Although many subgroup findings should not be trusted, there are clues that enable readers to give some credence to subgroup effects. These are summarized in the Table (inspired from published literature15,20,31). Subgroup effects gain credibility when a small number of plausible groups, perhaps identified in previous studies, has been prespecified in a detailed published trial protocol. The direction of the subgroup effect should been specified a priori.31 The larger the difference is between the 2 treatments in particular subgroups, the more plausible it is that the difference is real, provided that the sample size is large enough. When sample sizes are small (such as for patients older than 65 years with ruptured MCA aneurysms in our example), one will see large differences in the apparent effect simply by chance.

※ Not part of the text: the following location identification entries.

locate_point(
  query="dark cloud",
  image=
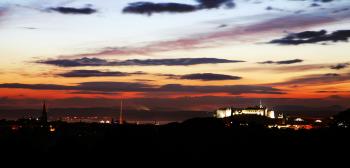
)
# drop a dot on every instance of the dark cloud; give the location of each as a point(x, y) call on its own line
point(167, 108)
point(204, 77)
point(142, 87)
point(94, 73)
point(135, 62)
point(341, 10)
point(313, 37)
point(71, 10)
point(340, 66)
point(315, 5)
point(316, 79)
point(149, 7)
point(195, 41)
point(209, 4)
point(282, 62)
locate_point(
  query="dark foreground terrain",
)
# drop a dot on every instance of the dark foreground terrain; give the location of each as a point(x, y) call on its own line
point(202, 139)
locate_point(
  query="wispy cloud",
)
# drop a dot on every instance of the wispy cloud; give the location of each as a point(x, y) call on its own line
point(284, 69)
point(149, 7)
point(313, 37)
point(203, 77)
point(282, 62)
point(142, 87)
point(340, 66)
point(71, 10)
point(135, 62)
point(316, 79)
point(288, 22)
point(96, 73)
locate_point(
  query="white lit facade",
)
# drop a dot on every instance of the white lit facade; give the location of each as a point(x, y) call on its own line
point(257, 110)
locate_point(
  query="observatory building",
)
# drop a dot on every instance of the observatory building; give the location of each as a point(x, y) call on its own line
point(256, 110)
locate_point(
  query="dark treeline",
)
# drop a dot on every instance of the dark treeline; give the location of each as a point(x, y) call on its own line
point(198, 138)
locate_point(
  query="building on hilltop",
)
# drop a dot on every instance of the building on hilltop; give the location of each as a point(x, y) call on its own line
point(256, 110)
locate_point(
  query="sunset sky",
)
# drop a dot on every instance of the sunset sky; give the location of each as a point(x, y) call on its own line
point(172, 55)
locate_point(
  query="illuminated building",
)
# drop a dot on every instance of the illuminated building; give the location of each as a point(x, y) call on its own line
point(256, 110)
point(43, 117)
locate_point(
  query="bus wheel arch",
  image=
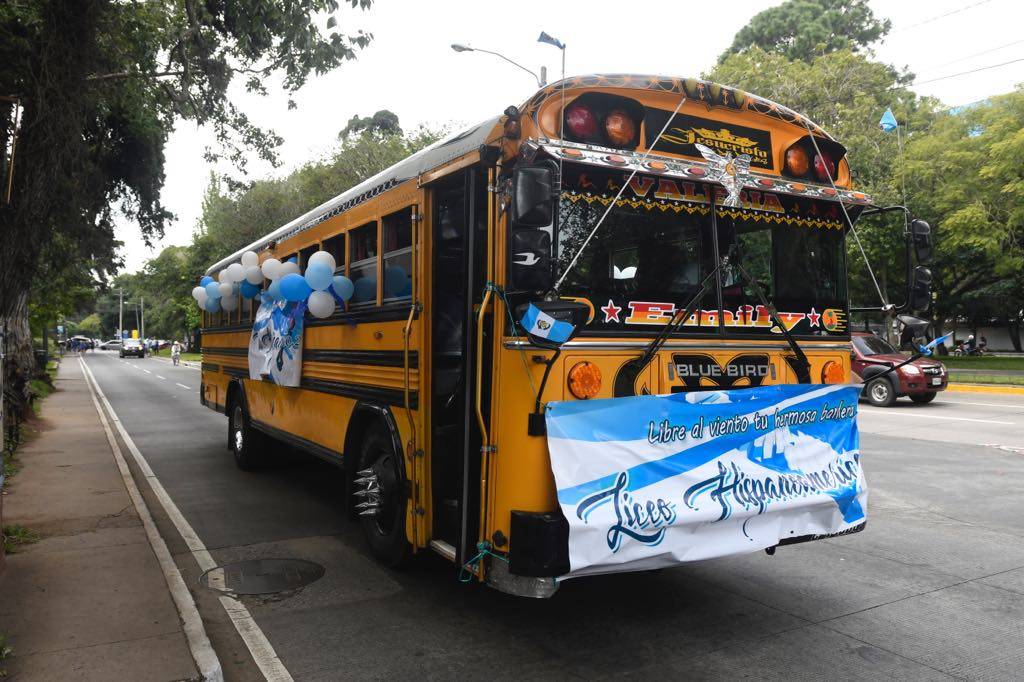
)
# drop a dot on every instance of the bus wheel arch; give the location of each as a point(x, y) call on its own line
point(373, 440)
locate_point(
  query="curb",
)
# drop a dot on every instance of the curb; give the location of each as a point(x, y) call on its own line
point(200, 646)
point(982, 388)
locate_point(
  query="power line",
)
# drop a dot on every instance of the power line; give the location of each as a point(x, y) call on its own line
point(963, 73)
point(968, 56)
point(943, 15)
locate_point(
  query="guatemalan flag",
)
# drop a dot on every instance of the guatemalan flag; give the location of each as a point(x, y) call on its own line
point(541, 324)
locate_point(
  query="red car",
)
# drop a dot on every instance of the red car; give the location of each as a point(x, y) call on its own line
point(921, 380)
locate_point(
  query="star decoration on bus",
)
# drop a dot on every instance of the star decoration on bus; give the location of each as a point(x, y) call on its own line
point(813, 317)
point(610, 311)
point(731, 172)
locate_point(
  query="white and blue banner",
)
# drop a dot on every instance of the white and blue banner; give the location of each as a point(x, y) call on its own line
point(655, 480)
point(275, 344)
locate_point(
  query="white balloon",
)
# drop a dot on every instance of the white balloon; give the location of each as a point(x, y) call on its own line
point(271, 266)
point(322, 257)
point(321, 304)
point(254, 274)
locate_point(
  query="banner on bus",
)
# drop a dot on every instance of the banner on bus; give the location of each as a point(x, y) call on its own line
point(655, 480)
point(275, 345)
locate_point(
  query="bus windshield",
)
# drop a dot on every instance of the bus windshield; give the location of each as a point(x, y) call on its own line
point(662, 239)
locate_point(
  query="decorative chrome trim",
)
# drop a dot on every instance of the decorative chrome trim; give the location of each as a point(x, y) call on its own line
point(594, 155)
point(443, 549)
point(689, 345)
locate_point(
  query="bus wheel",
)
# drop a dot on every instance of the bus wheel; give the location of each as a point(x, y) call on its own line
point(247, 444)
point(380, 497)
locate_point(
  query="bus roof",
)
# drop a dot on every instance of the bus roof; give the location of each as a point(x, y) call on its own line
point(427, 159)
point(471, 138)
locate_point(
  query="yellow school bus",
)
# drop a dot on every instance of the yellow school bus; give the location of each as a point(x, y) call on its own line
point(427, 391)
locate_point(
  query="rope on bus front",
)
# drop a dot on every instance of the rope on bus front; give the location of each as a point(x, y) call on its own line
point(491, 286)
point(468, 569)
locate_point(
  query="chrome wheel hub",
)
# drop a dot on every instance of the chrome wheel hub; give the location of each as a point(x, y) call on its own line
point(369, 492)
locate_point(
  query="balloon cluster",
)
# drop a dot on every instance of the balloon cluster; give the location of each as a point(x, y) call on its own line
point(318, 287)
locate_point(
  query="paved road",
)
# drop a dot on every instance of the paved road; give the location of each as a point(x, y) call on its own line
point(933, 589)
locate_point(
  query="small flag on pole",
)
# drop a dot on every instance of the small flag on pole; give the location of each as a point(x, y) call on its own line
point(545, 38)
point(541, 324)
point(888, 122)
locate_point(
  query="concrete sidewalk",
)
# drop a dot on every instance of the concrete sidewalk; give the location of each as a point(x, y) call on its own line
point(89, 601)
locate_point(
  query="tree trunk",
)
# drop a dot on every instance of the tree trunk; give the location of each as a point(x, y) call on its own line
point(19, 364)
point(1014, 331)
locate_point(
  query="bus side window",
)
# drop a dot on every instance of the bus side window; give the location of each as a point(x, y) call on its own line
point(304, 255)
point(336, 247)
point(363, 263)
point(398, 255)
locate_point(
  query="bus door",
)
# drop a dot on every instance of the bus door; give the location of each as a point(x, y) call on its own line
point(459, 275)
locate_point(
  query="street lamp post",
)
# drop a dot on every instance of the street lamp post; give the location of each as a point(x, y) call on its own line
point(541, 80)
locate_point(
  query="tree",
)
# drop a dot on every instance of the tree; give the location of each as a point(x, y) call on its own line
point(966, 174)
point(101, 84)
point(232, 219)
point(805, 29)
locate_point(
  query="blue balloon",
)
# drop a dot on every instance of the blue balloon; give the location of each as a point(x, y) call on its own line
point(318, 276)
point(343, 287)
point(294, 288)
point(366, 290)
point(395, 281)
point(274, 290)
point(250, 290)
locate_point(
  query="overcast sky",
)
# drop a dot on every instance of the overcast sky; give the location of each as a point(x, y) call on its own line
point(411, 69)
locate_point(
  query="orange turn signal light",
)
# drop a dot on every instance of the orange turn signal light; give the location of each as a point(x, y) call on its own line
point(585, 380)
point(833, 373)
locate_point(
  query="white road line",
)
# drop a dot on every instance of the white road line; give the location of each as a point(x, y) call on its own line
point(1019, 406)
point(199, 643)
point(903, 413)
point(259, 646)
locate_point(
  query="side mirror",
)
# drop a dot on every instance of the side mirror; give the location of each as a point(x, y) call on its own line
point(531, 233)
point(921, 235)
point(920, 295)
point(550, 324)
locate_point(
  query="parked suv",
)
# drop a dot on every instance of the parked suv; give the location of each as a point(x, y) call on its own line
point(920, 380)
point(132, 347)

We are all more ready to believe an interaction if additional internal and external evidence sustains the hypothesis. Readers should look for an interaction consistent across closely related outcomes within the same study (internal confirmation). Evidence from intermediary outcomes (at 1 month, 6 months) is the strongest type. Readers should also look for external evidence: studies of different populations, observation of subgroup differences for similar interventions, and results of studies of intermediary or surrogate outcomes. Replication of the subgroup difference in other studies increases the credibility of the finding; and the extent to which a rigorous systematic review of the relevant literature finds such difference, again in the same subgroup, is a good index of credibility.23
How credible is the subgroup finding?
Conclusions
Randomized trials provide the best evidence as to whether a treatment is, in general, beneficial. To use trial results with confidence in the treatment of future patients, we need reassurance that the same treatment benefited a diversity of patients, with varying prognostic factors of clinical interest that might have an impact on the treatment effect. However, if we allow ourselves to explore many ways of grouping patients by using numerous characteristics (and even their combinations), some discrepant heterogeneous “results” can nearly always be found. A prudent interpretation of trial results is to limit findings that will affect clinical decisions to overall treatment effects regarding primary end points that have been carefully planned, powered, and controlled for errors. Hence subgroup findings should generally be considered as just exploratory results. They can be given some credence when they have been limited to a small number of prespecified groups and when effects are large, consistent, duplicated in other studies, and clinically plausible. When subgroup effects are in the opposite direction of the overall results, the most prudent approach is to consider subgroup findings as hypotheses for another trial. Until then, the best estimator of the treatment effect for any subgroup is the overall treatment effect. Because the subgroup effects described by Ryttlefors et al3 meet none of these criteria, their use in clinical decision-making is considered ill-advised.